Artemisia annua, l'armoise annuelle ou absinthe chinoise (en chinois: qinghao (青蒿)) est une espèce de plantes dicotylédones de la famille des Asteraceae, sous-famille des Asteroideae, originaire de l'Ancien Monde (Eurasie, Afrique du Nord), introduite et naturalisée dans les régions tempérées d'Europe et d'Amérique.

Ce sont des plantes herbacées annuelles, glabres, utilisées en médecine traditionnelle chinoise pour lutter contre les fièvres[2]. L'armoise annuelle contient une substance active, l'artémisinine, efficace pour lutter contre les parasites du genre Plasmodium, qui sont les agents du paludisme.

Description[modifier | modifier le code]

Artemisia annua est une plante herbacée annuelle, très ramifiée, fortement aromatique, pouvant atteindre 1,6 m de haut (voire 2 m). La plante est d'abord faiblement pubérulente et raidement glabre. Les feuilles, parsemées de glandes, de forme générale ovale ou triangulaire, ont une limbe finement découpé, pennatipartite ou pennatiséqué[3].

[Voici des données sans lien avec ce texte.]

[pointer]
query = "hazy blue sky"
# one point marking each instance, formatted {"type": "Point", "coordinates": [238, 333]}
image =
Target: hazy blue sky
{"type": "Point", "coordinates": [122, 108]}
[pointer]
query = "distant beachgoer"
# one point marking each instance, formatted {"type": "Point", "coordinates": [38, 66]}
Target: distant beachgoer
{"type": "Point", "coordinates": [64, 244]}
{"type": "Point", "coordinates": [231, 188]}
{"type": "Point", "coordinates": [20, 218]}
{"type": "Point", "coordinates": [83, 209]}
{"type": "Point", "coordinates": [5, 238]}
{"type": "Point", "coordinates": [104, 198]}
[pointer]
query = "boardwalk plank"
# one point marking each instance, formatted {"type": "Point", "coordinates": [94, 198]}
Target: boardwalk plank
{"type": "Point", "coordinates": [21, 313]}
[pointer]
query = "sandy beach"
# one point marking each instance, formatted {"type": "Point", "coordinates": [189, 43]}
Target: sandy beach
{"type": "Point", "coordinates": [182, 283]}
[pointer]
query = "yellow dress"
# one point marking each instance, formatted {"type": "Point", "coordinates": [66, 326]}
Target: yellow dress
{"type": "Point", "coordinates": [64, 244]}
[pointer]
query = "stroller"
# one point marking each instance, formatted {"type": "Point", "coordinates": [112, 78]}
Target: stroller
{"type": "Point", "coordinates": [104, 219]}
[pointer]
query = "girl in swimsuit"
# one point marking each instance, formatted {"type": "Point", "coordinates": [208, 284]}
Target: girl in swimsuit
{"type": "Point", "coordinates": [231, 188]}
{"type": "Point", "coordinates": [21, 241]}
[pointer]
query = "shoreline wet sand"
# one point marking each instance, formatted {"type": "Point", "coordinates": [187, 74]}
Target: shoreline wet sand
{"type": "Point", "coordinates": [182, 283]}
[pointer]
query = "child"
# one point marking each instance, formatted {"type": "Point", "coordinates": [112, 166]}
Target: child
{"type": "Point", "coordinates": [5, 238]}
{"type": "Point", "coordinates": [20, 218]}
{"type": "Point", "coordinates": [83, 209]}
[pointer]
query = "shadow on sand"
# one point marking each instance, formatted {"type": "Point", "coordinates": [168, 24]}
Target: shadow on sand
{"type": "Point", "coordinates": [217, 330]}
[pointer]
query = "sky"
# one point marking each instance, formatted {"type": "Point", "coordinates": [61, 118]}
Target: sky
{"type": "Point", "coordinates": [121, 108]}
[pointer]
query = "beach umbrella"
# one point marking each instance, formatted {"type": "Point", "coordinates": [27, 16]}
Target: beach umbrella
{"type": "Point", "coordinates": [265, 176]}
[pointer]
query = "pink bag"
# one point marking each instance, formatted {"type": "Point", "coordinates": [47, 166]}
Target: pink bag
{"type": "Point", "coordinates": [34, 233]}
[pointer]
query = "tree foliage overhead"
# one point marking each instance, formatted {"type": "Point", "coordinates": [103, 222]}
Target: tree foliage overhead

Les fleurs sont groupées en capitules nombreux, brièvement pédonculés, sous-tendus par un verticille de bractées, eux mêmes groupés en panicules de 15 cm de long sur 8 cm de large Les capitules sont entourés d'un involucre globuleux de 1,5 à 2,5 mm de diamètre. Ils comptent 10 à 178 fleurons marginaux femelles et 10 à 30 fleurons centraux bisexués à corolle jaune ou jaune foncé. Les fruits sont des akènes ellipsoïdes-ovoïdes[3].

La floraison est estivale. On la trouve dans tous les terrains vagues (y compris au milieu des habitations) des zones tempérées chaudes. L'espèce est diploïde (2n = 2x = 18)[3].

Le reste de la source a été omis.